While searching for food, killdeer will run a short distance, stop and bob their body, flashing their white throat at the same time, and then rise up to check their surroundings before running another short distance and repeating. The act of flashing the white on their throats is thought to startle invertebrates into moving, allowing the bird to see it and quickly jab at it for a quick meal. Killdeer mainly eat invertebrates such as worms, snails, grasshoppers, beetles, ants, aquatic insect larvae, and crayfish. Killdeer commonly follow farmers as they plow their fields in hopes of finding freshly unearthed worms or insect larvae. They will also eat seeds from agricultural fields or even hunt small frogs and small minnows found along the shore of a lake or pond. Killdeer are a beneficial species to have around because their diet can serve as a form of pest control.

If disturbed, the bird will first run away. If the pursuit continues, it will fly up and circle overhead, calling repeatedly and loudly. If a curious and harmless intruder comes near, killdeer might "gang up" on the intruder and make a significant amount of noise and fly closely until the intruder leaves for a less disruptive place.

Killdeer uses a "broken wing" display that makes them appear hurt or injured to draw intruders away from their nest to protect their eggs or young from predation. They are not the only species to use this technique, but they are best known for it. The adult will act like their wing is broken and will flail on the ground, hopefully drawing the intruder away while running away themselves when approached too closely.

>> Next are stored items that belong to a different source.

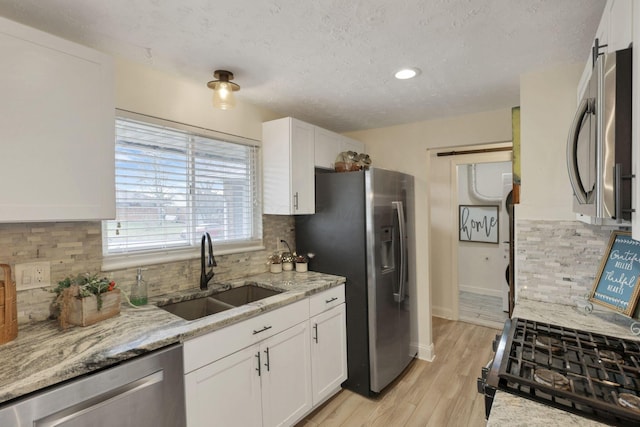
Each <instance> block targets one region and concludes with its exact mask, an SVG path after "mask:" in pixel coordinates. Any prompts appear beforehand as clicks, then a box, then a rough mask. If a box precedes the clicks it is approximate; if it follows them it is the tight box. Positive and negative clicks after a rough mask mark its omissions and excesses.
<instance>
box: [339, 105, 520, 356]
mask: <svg viewBox="0 0 640 427" xmlns="http://www.w3.org/2000/svg"><path fill="white" fill-rule="evenodd" d="M348 136H350V137H352V138H355V139H357V140H360V141H362V142H364V143H365V144H366V149H367V152H368V153H369V155H370V156H371V158H372V160H373V165H374V166H375V167H381V168H386V169H394V170H398V171H401V172H405V173H408V174H411V175H413V176H414V177H415V192H416V237H417V238H416V259H417V266H416V267H417V272H416V278H417V286H418V289H417V299H418V313H417V314H418V318H417V337H415V336H414V337H412V338H413V339H414V340H415V339H417V340H418V343H417V345H418V348H419V357H421V358H423V359H427V360H429V359H431V358H432V357H433V355H434V354H433V338H432V334H431V288H432V287H435V286H447V284H446V283H435V284H432V285H430V279H429V272H430V269H429V239H430V236H429V203H428V200H429V191H430V190H429V185H428V176H429V170H428V154H427V149H429V148H437V147H454V146H464V145H475V144H483V143H484V144H486V143H490V142H495V141H508V140H510V139H511V110H510V109H504V110H498V111H489V112H483V113H478V114H471V115H466V116H460V117H451V118H446V119H438V120H430V121H423V122H416V123H409V124H406V125H399V126H392V127H387V128H381V129H371V130H365V131H358V132H350V133H348ZM436 191H438V190H436ZM446 191H449V189H447V190H446ZM448 197H449V195H448V194H447V198H448ZM431 244H432V247H435V248H438V246H437V243H436V242H432V243H431ZM438 249H439V248H438Z"/></svg>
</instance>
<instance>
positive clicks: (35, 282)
mask: <svg viewBox="0 0 640 427" xmlns="http://www.w3.org/2000/svg"><path fill="white" fill-rule="evenodd" d="M15 272H16V290H18V291H23V290H25V289H34V288H44V287H47V286H51V263H50V262H49V261H38V262H27V263H24V264H16V266H15Z"/></svg>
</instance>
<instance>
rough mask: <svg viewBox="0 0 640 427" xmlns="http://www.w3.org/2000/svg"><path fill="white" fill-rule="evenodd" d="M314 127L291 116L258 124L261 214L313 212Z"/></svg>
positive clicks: (279, 213)
mask: <svg viewBox="0 0 640 427" xmlns="http://www.w3.org/2000/svg"><path fill="white" fill-rule="evenodd" d="M314 132H315V130H314V126H313V125H310V124H308V123H305V122H302V121H300V120H296V119H294V118H291V117H286V118H284V119H278V120H272V121H270V122H265V123H263V124H262V159H263V173H264V180H263V188H264V213H265V214H274V215H297V214H312V213H315V210H316V209H315V183H314Z"/></svg>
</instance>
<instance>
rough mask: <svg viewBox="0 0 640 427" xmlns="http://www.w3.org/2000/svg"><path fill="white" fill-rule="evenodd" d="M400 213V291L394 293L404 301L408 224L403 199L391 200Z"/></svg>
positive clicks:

Killdeer are 59-63 cm in size. 


The killdeer can be either a resident or a medium distance migrant. Some northern breeding birds will migrate to and winter in Mexico while others that live in the southern half of the United States tend to be year-round residents. Killdeer generally start arriving at their nesting grounds in early March.

Life History

Killdeer will pair up and stay together for a few years, producing one to three broods of young each breeding season. They lay two to four eggs per clutch in a nest that is often a simple scratched out depression in the ground that the adult will add materials too after laying the eggs. The eggs are speckled in brown, tan and black to blend into the substrate of the ground and be camouflaged from predators.

After incubating for 22-28 days, the chicks hatch in the order they were laid. The young chicks are fully covered in downy feathers upon hatching and are out of the nest as soon as they are dry to start searching for food with their parents. Young killdeer have stilt-like legs and are very fuzzy, with white bellies and brown and black mottling on their back and head to help camouflage them when hiding from danger. The chicks also have a single black neck-ring that will turn into two rings once their juvenile plumage grows in at 17 days of age. Killdeer have been known to live up to 10 years.